Bluescreen Debugging for Dummies: Prologue

That could probably help 90% of the developers at Microsoft, to be honest.  Kernel mode debugging is sometimes equated to black magic for devs who spend most of their time in the highly friendly (and deterministic) world of user mode.

An analogy I like is to compare kernel mode to cutthroat corporate life, and user mode to bucolic academic life.  In user mode, there are rules that you can’t break, and are enforced from the outside by the faculty (the OS).  Breaking the rules doesn’t take down the whole university, only one member.  You only hurt yourself.

On the other hand, kernel mode has a set of agreed upon rules, but they’re not nearly as strongly enforced…results are more important after all!  You’re expected to follow them, you can cheat if you want (and even get away with it for awhile), but when you screw up, chances are you’ll take down the whole enterprise. 

You can’t take anything for granted in kernel mode, because there can be any number of kids playing in the same sandbox.  Someone can take your CPU away, take your memory away, dump garbage on your data, and not even call you in the morning.  Paradoxically, while it’s more critical here than anywhere else that everyone follows the rules, it’s not in our interest to strongly enforce them.  Too much error and behavior checking here could bring the system down to an unusable crawl.  So we let driver writers have the power to destroy worlds, and hope they use them for good and not evil.

As anyone who has used Windows NT and up knows, this doesn’t always go well.

In coming entries, I’ll cover some of the basics of how to open and analyze memory dump files, so you can at least feel like you have a starting place when you get a blue screen on one of your systems.  I’ll move on to more advanced topics if there’s an interest.

Comments (3)

  1. Waters says:

    Looking forward to some more articles.

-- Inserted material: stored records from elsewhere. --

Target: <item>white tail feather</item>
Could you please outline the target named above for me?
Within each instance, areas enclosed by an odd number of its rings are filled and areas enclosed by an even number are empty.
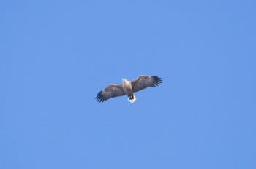
[[[135,95],[133,95],[133,99],[129,100],[128,98],[128,101],[131,102],[132,103],[133,103],[135,101],[136,101],[136,98]]]

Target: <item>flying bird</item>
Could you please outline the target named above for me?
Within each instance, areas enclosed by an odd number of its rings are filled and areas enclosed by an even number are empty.
[[[128,101],[134,103],[136,100],[134,93],[146,89],[148,87],[157,87],[162,83],[162,78],[155,76],[140,76],[136,79],[127,81],[122,79],[122,84],[110,84],[99,92],[95,99],[103,102],[111,98],[127,95]]]

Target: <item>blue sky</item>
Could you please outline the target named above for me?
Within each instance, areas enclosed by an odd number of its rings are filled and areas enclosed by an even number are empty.
[[[256,168],[255,1],[1,1],[0,168]],[[102,103],[110,83],[157,87]]]

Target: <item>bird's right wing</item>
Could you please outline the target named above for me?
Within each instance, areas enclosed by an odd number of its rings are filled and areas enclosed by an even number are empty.
[[[162,78],[155,76],[140,76],[131,82],[133,92],[138,92],[148,87],[156,87],[162,83]]]
[[[102,90],[99,92],[96,96],[96,100],[99,102],[103,102],[110,98],[124,95],[125,92],[121,84],[109,84]]]

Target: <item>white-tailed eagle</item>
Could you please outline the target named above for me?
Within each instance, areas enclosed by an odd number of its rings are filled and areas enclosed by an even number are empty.
[[[108,85],[99,92],[95,98],[99,102],[103,102],[111,98],[127,95],[128,101],[133,103],[136,100],[133,93],[146,89],[148,87],[157,87],[161,83],[162,78],[155,76],[140,76],[132,81],[122,79],[122,84]]]

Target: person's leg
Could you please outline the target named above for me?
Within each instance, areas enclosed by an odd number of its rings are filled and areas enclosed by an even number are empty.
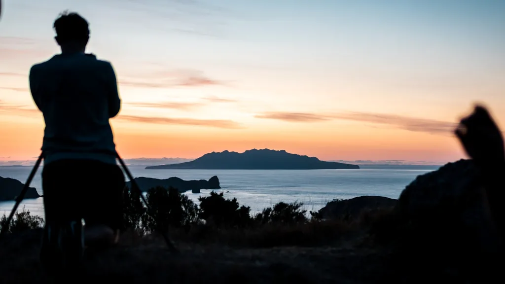
[[[115,233],[121,226],[123,219],[122,191],[124,175],[119,166],[90,161],[88,185],[84,195],[86,207],[83,208],[86,242],[107,245],[115,242]],[[90,174],[91,173],[90,172]]]
[[[40,258],[50,274],[76,267],[82,256],[79,170],[78,163],[72,160],[55,161],[42,170],[45,225]]]

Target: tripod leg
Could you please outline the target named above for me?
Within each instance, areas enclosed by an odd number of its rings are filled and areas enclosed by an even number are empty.
[[[126,167],[126,165],[125,164],[123,159],[119,156],[119,154],[116,152],[116,155],[118,160],[119,160],[119,163],[121,164],[121,166],[124,169],[125,172],[126,173],[127,176],[128,176],[128,179],[129,179],[130,181],[131,182],[132,189],[133,190],[133,188],[135,188],[135,190],[138,191],[139,195],[140,196],[140,198],[142,199],[142,201],[144,202],[144,204],[145,204],[145,206],[147,207],[148,214],[150,215],[151,212],[153,211],[151,210],[149,204],[147,203],[147,201],[145,200],[145,198],[144,198],[143,195],[142,194],[142,191],[140,190],[140,188],[138,186],[138,184],[137,184],[137,182],[135,181],[135,179],[133,178],[133,176],[132,175],[131,173],[130,172],[130,170],[128,170],[128,168]],[[152,215],[151,215],[151,217],[153,218],[154,218],[154,216]],[[165,242],[167,243],[167,246],[168,246],[169,249],[170,249],[173,253],[179,253],[179,251],[177,250],[177,248],[176,248],[175,246],[174,245],[174,244],[169,238],[168,235],[167,234],[167,232],[165,231],[164,230],[162,229],[160,229],[159,231],[161,233],[162,235],[163,236],[163,239],[165,239]]]
[[[12,211],[11,211],[11,214],[9,215],[9,218],[7,218],[7,223],[6,223],[6,224],[8,226],[11,224],[11,221],[14,217],[14,214],[16,213],[16,211],[18,210],[18,207],[19,206],[19,204],[23,201],[23,199],[26,194],[26,192],[28,191],[28,187],[30,187],[30,183],[31,183],[31,181],[33,179],[33,177],[35,176],[35,174],[36,173],[37,170],[38,169],[38,167],[40,165],[40,162],[42,162],[42,159],[43,158],[42,154],[41,153],[40,155],[38,156],[38,159],[33,166],[31,172],[30,173],[30,175],[28,176],[28,179],[26,179],[26,182],[25,183],[24,186],[23,187],[23,190],[21,190],[21,192],[19,194],[19,195],[16,198],[16,203],[14,204],[14,207],[12,209]],[[5,233],[5,230],[4,229],[0,231],[0,238],[3,236]]]

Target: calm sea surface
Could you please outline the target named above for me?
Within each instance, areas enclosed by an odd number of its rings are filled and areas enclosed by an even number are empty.
[[[303,202],[309,210],[318,210],[335,198],[349,199],[363,195],[376,195],[397,198],[401,191],[416,176],[436,169],[398,169],[367,168],[359,170],[146,170],[145,166],[129,167],[134,177],[168,178],[177,176],[185,180],[209,179],[214,175],[219,178],[227,198],[236,198],[241,205],[251,207],[253,212],[284,201]],[[42,194],[39,169],[31,186]],[[31,167],[0,167],[0,176],[15,178],[24,183]],[[83,176],[83,178],[85,177]],[[78,181],[76,181],[78,182]],[[71,188],[70,190],[71,190]],[[200,194],[186,193],[197,202]],[[99,198],[99,193],[97,193]],[[14,202],[0,202],[0,215],[8,215]],[[25,200],[23,206],[32,214],[43,216],[42,198]]]

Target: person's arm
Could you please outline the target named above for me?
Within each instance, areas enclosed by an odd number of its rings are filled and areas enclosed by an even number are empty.
[[[113,118],[119,113],[121,107],[121,100],[118,91],[118,82],[116,72],[112,65],[107,64],[107,85],[109,93],[109,117]]]
[[[42,96],[39,88],[40,81],[37,77],[37,69],[36,65],[33,65],[30,68],[30,74],[28,75],[28,80],[30,85],[30,92],[32,98],[35,102],[35,104],[38,109],[42,111]]]

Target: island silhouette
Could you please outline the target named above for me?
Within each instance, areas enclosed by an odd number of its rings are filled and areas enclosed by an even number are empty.
[[[212,152],[190,162],[150,166],[146,169],[322,170],[357,169],[359,166],[321,161],[315,157],[291,154],[285,150],[252,149],[243,153]]]

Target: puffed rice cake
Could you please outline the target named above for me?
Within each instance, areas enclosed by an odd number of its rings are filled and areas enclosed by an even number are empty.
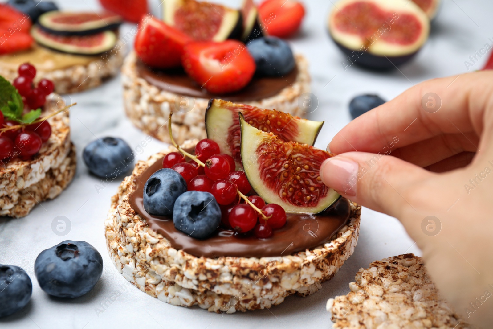
[[[193,149],[197,141],[187,141],[183,147]],[[123,277],[142,291],[173,305],[198,305],[216,313],[270,308],[287,296],[316,292],[352,254],[361,213],[361,207],[354,203],[350,222],[332,241],[289,256],[212,259],[173,248],[168,240],[146,225],[129,200],[136,179],[144,170],[176,150],[170,146],[147,161],[139,161],[113,197],[105,222],[111,260]]]
[[[406,254],[361,268],[351,292],[327,302],[333,329],[473,329],[440,296],[421,257]]]

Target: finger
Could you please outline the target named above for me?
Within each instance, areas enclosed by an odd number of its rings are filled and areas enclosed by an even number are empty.
[[[475,152],[462,152],[424,167],[434,173],[445,173],[468,166],[476,155]]]
[[[376,153],[395,138],[402,147],[443,134],[479,136],[483,112],[491,110],[492,80],[493,71],[483,71],[417,85],[350,123],[331,142],[330,151]],[[436,109],[426,107],[426,97],[422,105],[423,97],[432,92],[436,95],[435,106],[441,103],[433,113],[430,112]]]
[[[322,182],[343,196],[398,218],[413,209],[410,189],[436,174],[393,156],[349,152],[327,159]]]
[[[384,152],[420,167],[426,167],[463,152],[476,152],[479,138],[474,133],[448,134]],[[399,146],[399,142],[395,146]]]

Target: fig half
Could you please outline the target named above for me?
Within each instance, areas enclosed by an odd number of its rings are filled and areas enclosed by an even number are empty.
[[[264,36],[259,23],[258,11],[253,3],[253,0],[244,0],[242,6],[242,17],[243,18],[242,38],[244,42],[249,42]]]
[[[429,20],[408,0],[341,0],[329,16],[328,28],[352,64],[379,70],[412,58],[429,34]]]
[[[263,131],[272,132],[282,141],[313,145],[323,122],[311,121],[275,110],[260,109],[211,99],[206,110],[207,138],[215,141],[223,153],[241,165],[240,127],[238,112],[246,121]]]
[[[45,31],[61,35],[86,35],[117,28],[121,16],[109,12],[49,11],[39,16],[38,23]]]
[[[31,29],[31,35],[36,42],[45,47],[80,55],[104,53],[113,49],[116,42],[116,36],[110,31],[87,36],[58,36],[35,25]]]
[[[423,9],[430,20],[436,16],[440,6],[440,0],[413,0],[413,2]]]
[[[322,162],[331,154],[308,144],[283,142],[239,115],[245,174],[266,203],[277,203],[286,212],[317,214],[337,201],[340,195],[319,176]]]
[[[196,40],[241,37],[243,20],[239,10],[207,1],[164,0],[163,3],[164,22]]]

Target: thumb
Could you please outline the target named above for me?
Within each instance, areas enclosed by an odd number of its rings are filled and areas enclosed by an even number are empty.
[[[434,175],[390,155],[349,152],[327,159],[322,182],[343,196],[394,217],[412,206],[412,186]]]

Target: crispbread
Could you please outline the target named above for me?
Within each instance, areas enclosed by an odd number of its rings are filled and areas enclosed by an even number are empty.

Here’s a recent interesting stack trace from dump that happened on shutdown; who’s to blame: mcafee (nai) or sysinternals (filem)? 🙂
















  2. Ah, see that’s one of those dumps right there that automatically falls out of the "Dummies" category. You need to really dig into the assembly to get an idea of who did what to who.

    My first suggestion would be to see if there are updates available for either or both drivers. 🙂

  3. khkim says:

    Tom, dick and harry can say like that.(update a driver). pls don’t say like that as an debugging engineer. I also want to know who is blame for the root cause, FILEM or naiavf5x.

    What and how makes the double fault(stack overflow) happen?

    The real attitude as an debugging engineer is to approach the root cause by debugging, not saying the updating of driver. Of course, for customer, prompt response is more important.

    But, still we are thirsty for the technical stuff.